Another noteworthy opinion is Kavanaugh’s dissent in American Bird Conservancy, Inc. v. Federal Communications Commission (per curiam, Rogers and Judge Merrick Garland). The petitioners challenged the agency’s approach to communication towers. Yet the FCC was still evaluating the effects of those towers on birds. Kavanaugh compared the situation to one in which a petitioner challenges an order while the agency is still considering a petition for reconsideration and stressed that “[d]ismissing this case on ripeness grounds would serve the interests of judicial economy, permit the Executive Branch to carefully re-examine and resolve environmental issues related to communications towers and birds on a nationwide basis, and impose minimal hardship on the petitioners who are themselves participating in the nationwide rulemaking proceeding.”
As to mootness, in Hamdan v. United States, Kavanaugh (joined by Sentelle and Ginsburg) addressed whether an appeal of a conviction by a military tribunal was moot once the detainee was released from custody. Kavanaugh analogized to a conviction in an ordinary court, in which case a direct appeal is generally not mooted by release. Ginsburg concurred to note his agreement with Kavanaugh’s reading of precedent but also his discomfort with that precedent. (This opinion presumably will receive some attention for its merits analysis; the mootness aspect, however, is important too.)
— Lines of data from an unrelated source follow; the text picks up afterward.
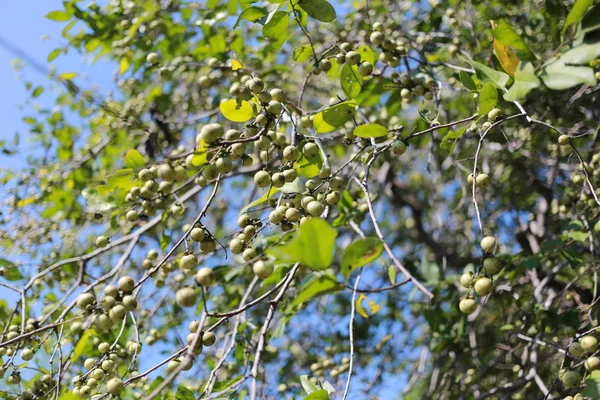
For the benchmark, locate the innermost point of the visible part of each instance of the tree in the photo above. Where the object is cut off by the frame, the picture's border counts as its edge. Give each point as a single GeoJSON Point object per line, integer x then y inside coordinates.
{"type": "Point", "coordinates": [300, 199]}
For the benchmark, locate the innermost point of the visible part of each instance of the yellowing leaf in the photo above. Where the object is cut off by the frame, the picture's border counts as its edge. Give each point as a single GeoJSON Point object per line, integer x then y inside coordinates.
{"type": "Point", "coordinates": [235, 65]}
{"type": "Point", "coordinates": [236, 111]}
{"type": "Point", "coordinates": [508, 60]}
{"type": "Point", "coordinates": [123, 65]}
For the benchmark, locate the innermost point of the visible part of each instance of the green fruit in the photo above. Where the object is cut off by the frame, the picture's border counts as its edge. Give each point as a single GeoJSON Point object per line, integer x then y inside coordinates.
{"type": "Point", "coordinates": [186, 297]}
{"type": "Point", "coordinates": [101, 241]}
{"type": "Point", "coordinates": [263, 268]}
{"type": "Point", "coordinates": [205, 276]}
{"type": "Point", "coordinates": [466, 280]}
{"type": "Point", "coordinates": [197, 234]}
{"type": "Point", "coordinates": [188, 261]}
{"type": "Point", "coordinates": [467, 305]}
{"type": "Point", "coordinates": [589, 343]}
{"type": "Point", "coordinates": [482, 180]}
{"type": "Point", "coordinates": [491, 265]}
{"type": "Point", "coordinates": [114, 386]}
{"type": "Point", "coordinates": [576, 349]}
{"type": "Point", "coordinates": [484, 286]}
{"type": "Point", "coordinates": [571, 379]}
{"type": "Point", "coordinates": [208, 339]}
{"type": "Point", "coordinates": [489, 244]}
{"type": "Point", "coordinates": [126, 284]}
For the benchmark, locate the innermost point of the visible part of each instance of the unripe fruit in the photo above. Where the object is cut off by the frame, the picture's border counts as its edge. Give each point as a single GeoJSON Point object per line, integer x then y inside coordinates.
{"type": "Point", "coordinates": [197, 234]}
{"type": "Point", "coordinates": [186, 297]}
{"type": "Point", "coordinates": [208, 339]}
{"type": "Point", "coordinates": [467, 306]}
{"type": "Point", "coordinates": [576, 349]}
{"type": "Point", "coordinates": [315, 208]}
{"type": "Point", "coordinates": [589, 343]}
{"type": "Point", "coordinates": [310, 149]}
{"type": "Point", "coordinates": [101, 241]}
{"type": "Point", "coordinates": [263, 268]}
{"type": "Point", "coordinates": [571, 379]}
{"type": "Point", "coordinates": [188, 261]}
{"type": "Point", "coordinates": [466, 280]}
{"type": "Point", "coordinates": [491, 265]}
{"type": "Point", "coordinates": [262, 179]}
{"type": "Point", "coordinates": [484, 286]}
{"type": "Point", "coordinates": [205, 276]}
{"type": "Point", "coordinates": [489, 244]}
{"type": "Point", "coordinates": [482, 180]}
{"type": "Point", "coordinates": [126, 284]}
{"type": "Point", "coordinates": [114, 386]}
{"type": "Point", "coordinates": [494, 114]}
{"type": "Point", "coordinates": [564, 140]}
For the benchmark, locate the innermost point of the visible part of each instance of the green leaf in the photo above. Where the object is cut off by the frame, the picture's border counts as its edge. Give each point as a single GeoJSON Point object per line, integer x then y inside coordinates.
{"type": "Point", "coordinates": [318, 395]}
{"type": "Point", "coordinates": [320, 10]}
{"type": "Point", "coordinates": [467, 81]}
{"type": "Point", "coordinates": [309, 166]}
{"type": "Point", "coordinates": [506, 35]}
{"type": "Point", "coordinates": [302, 53]}
{"type": "Point", "coordinates": [488, 98]}
{"type": "Point", "coordinates": [351, 81]}
{"type": "Point", "coordinates": [184, 393]}
{"type": "Point", "coordinates": [307, 385]}
{"type": "Point", "coordinates": [277, 25]}
{"type": "Point", "coordinates": [486, 74]}
{"type": "Point", "coordinates": [525, 81]}
{"type": "Point", "coordinates": [313, 245]}
{"type": "Point", "coordinates": [251, 14]}
{"type": "Point", "coordinates": [335, 116]}
{"type": "Point", "coordinates": [576, 14]}
{"type": "Point", "coordinates": [559, 76]}
{"type": "Point", "coordinates": [236, 111]}
{"type": "Point", "coordinates": [370, 130]}
{"type": "Point", "coordinates": [58, 15]}
{"type": "Point", "coordinates": [53, 54]}
{"type": "Point", "coordinates": [133, 159]}
{"type": "Point", "coordinates": [360, 253]}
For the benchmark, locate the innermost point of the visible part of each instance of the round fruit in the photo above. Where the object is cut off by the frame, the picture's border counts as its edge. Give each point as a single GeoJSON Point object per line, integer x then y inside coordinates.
{"type": "Point", "coordinates": [589, 343]}
{"type": "Point", "coordinates": [483, 286]}
{"type": "Point", "coordinates": [189, 261]}
{"type": "Point", "coordinates": [482, 180]}
{"type": "Point", "coordinates": [101, 241]}
{"type": "Point", "coordinates": [263, 268]}
{"type": "Point", "coordinates": [205, 276]}
{"type": "Point", "coordinates": [576, 349]}
{"type": "Point", "coordinates": [489, 244]}
{"type": "Point", "coordinates": [114, 386]}
{"type": "Point", "coordinates": [262, 179]}
{"type": "Point", "coordinates": [126, 284]}
{"type": "Point", "coordinates": [491, 265]}
{"type": "Point", "coordinates": [571, 379]}
{"type": "Point", "coordinates": [467, 306]}
{"type": "Point", "coordinates": [466, 280]}
{"type": "Point", "coordinates": [186, 297]}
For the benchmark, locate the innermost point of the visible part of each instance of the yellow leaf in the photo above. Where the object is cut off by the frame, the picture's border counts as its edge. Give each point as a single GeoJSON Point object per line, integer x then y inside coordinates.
{"type": "Point", "coordinates": [236, 111]}
{"type": "Point", "coordinates": [235, 65]}
{"type": "Point", "coordinates": [508, 60]}
{"type": "Point", "coordinates": [359, 307]}
{"type": "Point", "coordinates": [123, 65]}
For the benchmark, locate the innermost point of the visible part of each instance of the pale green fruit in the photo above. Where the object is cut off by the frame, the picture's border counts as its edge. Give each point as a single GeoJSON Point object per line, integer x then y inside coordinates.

There is a lot more that could be said, but this post is long enough. Unless you are deep in the weeds of “Admin Law” and “Fed Courts” (give it a try; it isn’t a bad place to be), justiciability is not the jazziest topic. Here is my bottom-line assessment: Although not everyone will agree with all of his justiciability opinions, Kavanaugh’s views on the whole strike me as pretty mainstream. And that is not a bad thing. Justiciability can be fuzzy (sometimes to a fault), but the D.C. Circuit takes it seriously, and Kavanaugh is no exception. Should he be confirmed, I expect that trend will continue.